Life

Guy Tells Incredibly Annoying Jokes To Coworkers

by Kim Lyons

We've all been there: Seeing the guy at work who always has a "hilarious" joke approaching in the hall with no way to escape and...ahhh, now he's made eye contact and you'll never get away. Get that fake laugh armed and ready. It's kind of the in-person version of the guy who sends jokes and funny gifs you never asked for via email (always with a million "fwd: fwd: FWD"s in the subject line like it's 1998 and we all just got our first trial versions of AOL). But the guy in this video, with Australian accent and wearing sunglasses indoors just keeps going, telling bad pun after bad pun to his coworkers, none of whom seem A) all that busy or B) in any great hurry to get away from him. And he's annoying. He must say "HEY ANDREW" and "HEY STEVE" about 100 times. At least it starts to feel that way. They are the kinds of jokes you might hear from 4th grade boys. A couple of examples (try to hold your eye-rolling until the end):

Hey Andrew. I used to go out with a girl who had a taser gun. She was stunning.

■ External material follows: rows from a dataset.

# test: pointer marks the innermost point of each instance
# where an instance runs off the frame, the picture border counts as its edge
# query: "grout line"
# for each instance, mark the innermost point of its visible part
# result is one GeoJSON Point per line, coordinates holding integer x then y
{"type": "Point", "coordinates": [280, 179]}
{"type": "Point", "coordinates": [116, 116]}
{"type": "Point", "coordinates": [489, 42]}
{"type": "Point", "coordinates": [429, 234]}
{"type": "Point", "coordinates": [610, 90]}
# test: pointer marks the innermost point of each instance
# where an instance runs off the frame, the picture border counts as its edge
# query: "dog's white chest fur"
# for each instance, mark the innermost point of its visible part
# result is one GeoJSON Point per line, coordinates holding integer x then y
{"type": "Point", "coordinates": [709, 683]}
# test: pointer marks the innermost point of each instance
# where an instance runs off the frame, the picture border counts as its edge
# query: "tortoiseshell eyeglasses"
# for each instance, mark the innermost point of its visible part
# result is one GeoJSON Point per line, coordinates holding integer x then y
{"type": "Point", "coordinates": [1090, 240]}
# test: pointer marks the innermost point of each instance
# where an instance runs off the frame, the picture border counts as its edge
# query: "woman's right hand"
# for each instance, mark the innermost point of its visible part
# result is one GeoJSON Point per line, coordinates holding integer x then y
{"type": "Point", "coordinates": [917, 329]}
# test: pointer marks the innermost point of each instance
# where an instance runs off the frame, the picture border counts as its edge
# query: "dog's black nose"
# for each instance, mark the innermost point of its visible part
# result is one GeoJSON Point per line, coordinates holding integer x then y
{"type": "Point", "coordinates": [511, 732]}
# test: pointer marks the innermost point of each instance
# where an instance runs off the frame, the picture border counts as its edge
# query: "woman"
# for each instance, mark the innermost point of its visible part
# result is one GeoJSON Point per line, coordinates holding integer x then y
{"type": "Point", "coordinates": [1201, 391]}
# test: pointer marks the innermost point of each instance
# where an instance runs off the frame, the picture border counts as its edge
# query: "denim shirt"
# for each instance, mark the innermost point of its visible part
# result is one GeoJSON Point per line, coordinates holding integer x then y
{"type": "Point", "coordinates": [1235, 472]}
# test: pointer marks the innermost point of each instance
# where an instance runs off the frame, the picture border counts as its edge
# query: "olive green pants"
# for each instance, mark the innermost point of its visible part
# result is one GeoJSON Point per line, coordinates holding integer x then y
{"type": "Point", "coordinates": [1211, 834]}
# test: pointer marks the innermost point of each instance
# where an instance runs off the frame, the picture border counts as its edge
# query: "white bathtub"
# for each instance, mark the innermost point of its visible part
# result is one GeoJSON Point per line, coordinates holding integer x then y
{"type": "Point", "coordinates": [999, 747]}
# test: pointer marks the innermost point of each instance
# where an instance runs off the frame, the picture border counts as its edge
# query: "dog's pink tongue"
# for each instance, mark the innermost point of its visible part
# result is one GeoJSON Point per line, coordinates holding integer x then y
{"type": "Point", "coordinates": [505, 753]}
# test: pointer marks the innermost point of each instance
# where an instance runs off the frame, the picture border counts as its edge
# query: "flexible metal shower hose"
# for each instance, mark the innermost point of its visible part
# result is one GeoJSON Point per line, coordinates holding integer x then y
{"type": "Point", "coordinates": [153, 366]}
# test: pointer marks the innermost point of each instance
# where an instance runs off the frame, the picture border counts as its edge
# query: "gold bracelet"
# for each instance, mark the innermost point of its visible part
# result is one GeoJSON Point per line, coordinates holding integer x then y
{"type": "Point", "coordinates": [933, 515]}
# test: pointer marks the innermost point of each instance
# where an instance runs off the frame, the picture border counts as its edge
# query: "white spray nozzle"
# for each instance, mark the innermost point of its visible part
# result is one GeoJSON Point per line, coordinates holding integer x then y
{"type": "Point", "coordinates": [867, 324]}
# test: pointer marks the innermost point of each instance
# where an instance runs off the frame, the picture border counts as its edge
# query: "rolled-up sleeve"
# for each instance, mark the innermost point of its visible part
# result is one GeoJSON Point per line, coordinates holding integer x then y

Hey Steve. Did you hear about that Mexican serial killer? He had locomotives.

Hey Steve. I met a girl in Korea. We're Seoul mates.

Hey Steve. Did you read that book on anti-gravity? It's hard to put down.

Hey Andrew. I just got a job crushing cans. It's soda pressing (so depressing).

Ugh, be funnier, guy who still shoots vertical video with his cell phone. (Seriously, the YouTube commenters seem more peeved by the video orientation than the guy's terrible jokes, tbh.) If you're going to make this your Thing at work—like the lady who always has a candy dish, or the guy who always forgets his email password—you gotta try harder than this.

And since the humor is at the barely-juvenile level, there is, of course, the prerequisite small penis joke. Also just not that funny. So how do you handle the co-worker who needs constant validation for their terrible jokes? You could be nice and just chuckle politely and hope they go away and let you get back to work, which is what most of us end up doing. Sure, there are worse things to deal with in the workplace. And again, this guy's coworkers don't seem overly bothered by his "humor."

Side note: This vid is all over the internets, isn't our jokester friend at all concerned that his bosses might look at it and say "perhaps he needs more to do during the day, because he's clearly not busy enough"? Just a thought.